Par contre, plus étonnant, l'autre morceau acoustique, « High and Lonesome », paraît plutôt s'inspirer de Slade – violon compris - lorsque ce dernier se laisse glisser vers des ballades festives nourries de l'accablement des pauvres hères de la classe ouvrière, fourbus, harassés, ne retrouvant qu'un peu de joie au pub, auprès de compagnons rassérénés par quelques pintes de bière.
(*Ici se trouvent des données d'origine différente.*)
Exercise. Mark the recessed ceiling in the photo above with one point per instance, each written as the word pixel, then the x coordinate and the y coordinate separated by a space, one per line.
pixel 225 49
Le rideau tombe sur un sombre, froid et inquiétant « Doomsday Doggerel ». Un rock alternatif défaitiste, aux effluves de souffre, démoniaque – un peu comme une continuité de « Walking Into Clarksdale », qui pousserait à son paroxysme ses morceaux les plus noirs ; ou une incursion dans le territoire de Bauhaus. Ça sent le souffre. « … Je peux sentir la ville brûler, voir l'homme saigner, marcher sur le chemin de la ruine ». Une dimension que les frangins n'ont jusqu'alors jamais abordé. D'ailleurs, dans l'ensemble, les paroles n'ont rien de réjouissant ou d'insouciant. Chris Robinson porte sur le monde et ses propres expériences, avec un humour cynique, un regard désabusé et pessimiste. Des propos sombres inspirés par la noirceur de l'âme sur une musique sculptée dans le sang – conformément à la sobre colorisation de la pochette – noir, blanc et rouge ?.
(1) Pendant longtemps, Rich Robinson clamait préférer le son d'une guitare branchée directement dans l'ampli, sans effet autre que la saturation naturelle de chaudes lampes. Pourtant, là, il semblerait qu'il ait tapé dans le matos de Beetronics ou d'EarthQuaker Device. Des spécialistes de fuzz qui ne font pas dans la dentelle. Ou sinon, c'est qu'il a flingué ses amplis, qu'ils sont sont à bout de course, prêts à rendre l'âme.